Shared-memory concurrent programming and verification traditionally assumes Sequential Consistency, but real-world hardware only provides relaxed consistency models. Furthermore, the consistency models of different hardware architectures vary widely and have often been poorly defined, while programming language models (aiming to abstract from hardware details) are different again. The IBM Power line of multiprocessors has long been recognized to have one of the most complex and subtle memory consistency models, and ARM multiprocessors have a broadly similar model. Together, they directly inspired features of the new C/C++ concurrency model in ISO C/C++11. However, it was an open question among the ISO concurrency committee whether the model even made sense, or could be implemented.

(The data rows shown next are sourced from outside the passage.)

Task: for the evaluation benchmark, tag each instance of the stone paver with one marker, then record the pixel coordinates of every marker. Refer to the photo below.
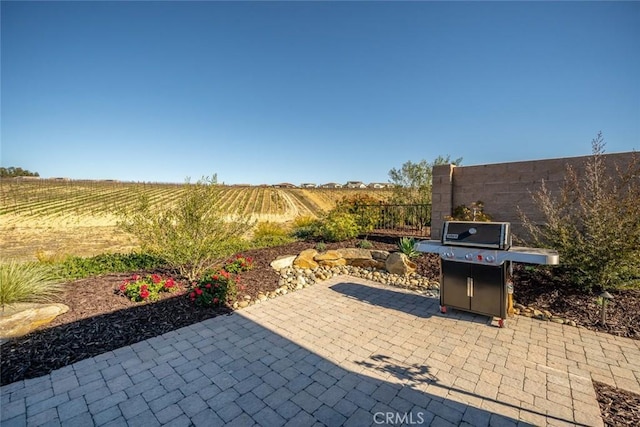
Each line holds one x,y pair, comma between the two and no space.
344,352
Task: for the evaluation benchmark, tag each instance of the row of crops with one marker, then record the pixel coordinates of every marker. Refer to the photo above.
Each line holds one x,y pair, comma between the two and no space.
37,198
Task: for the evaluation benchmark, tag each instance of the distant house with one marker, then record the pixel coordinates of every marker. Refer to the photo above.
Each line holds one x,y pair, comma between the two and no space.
355,184
380,185
26,178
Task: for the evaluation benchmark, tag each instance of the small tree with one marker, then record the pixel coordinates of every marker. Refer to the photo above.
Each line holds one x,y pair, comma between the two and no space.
191,234
412,182
594,223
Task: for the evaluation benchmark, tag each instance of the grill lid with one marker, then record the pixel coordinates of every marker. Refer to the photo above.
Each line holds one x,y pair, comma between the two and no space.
494,235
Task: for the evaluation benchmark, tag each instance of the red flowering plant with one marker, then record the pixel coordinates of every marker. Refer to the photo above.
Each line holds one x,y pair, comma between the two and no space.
238,264
214,289
147,288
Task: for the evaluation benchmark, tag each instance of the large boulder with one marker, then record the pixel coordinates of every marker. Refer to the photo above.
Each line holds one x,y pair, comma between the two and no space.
399,263
20,319
305,259
330,258
284,261
367,263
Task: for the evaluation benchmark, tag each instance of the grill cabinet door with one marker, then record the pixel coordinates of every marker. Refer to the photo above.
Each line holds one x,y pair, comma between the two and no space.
488,291
453,290
476,288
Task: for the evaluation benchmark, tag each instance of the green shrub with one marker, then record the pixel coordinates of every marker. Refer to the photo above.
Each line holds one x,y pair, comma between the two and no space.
365,210
27,282
406,245
238,264
268,234
215,289
192,233
148,288
593,223
74,267
364,244
338,226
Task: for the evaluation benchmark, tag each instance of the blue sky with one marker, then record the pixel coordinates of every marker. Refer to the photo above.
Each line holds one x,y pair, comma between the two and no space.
269,92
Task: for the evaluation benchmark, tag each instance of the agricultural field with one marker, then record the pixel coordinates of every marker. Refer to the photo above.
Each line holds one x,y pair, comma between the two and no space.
52,218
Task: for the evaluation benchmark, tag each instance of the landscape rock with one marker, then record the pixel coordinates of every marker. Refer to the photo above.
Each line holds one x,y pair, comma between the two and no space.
398,263
283,262
355,254
305,259
20,319
367,263
379,255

I will describe my work in devising mathematically precise abstract models for ARM and Power multiprocessors, which has shed light on hitherto unknown programmer-observable behaviour. The model was developed based on extensive experiments and on discussion with IBM and ARM architects; it is expressed as an abstract machine, abstracting as much as possible (but no more) from microarchitectural implementation details.
I will also describe proofs that show that a recommended implementation strategy for C/C++11 concurrency to Power is sound. All compilers will have to implement such a strategy, and furthermore, all have to agree on a common strategy for linking to be sound. This proof builds confidence in both models, and also provides insight into how the two very different models really work.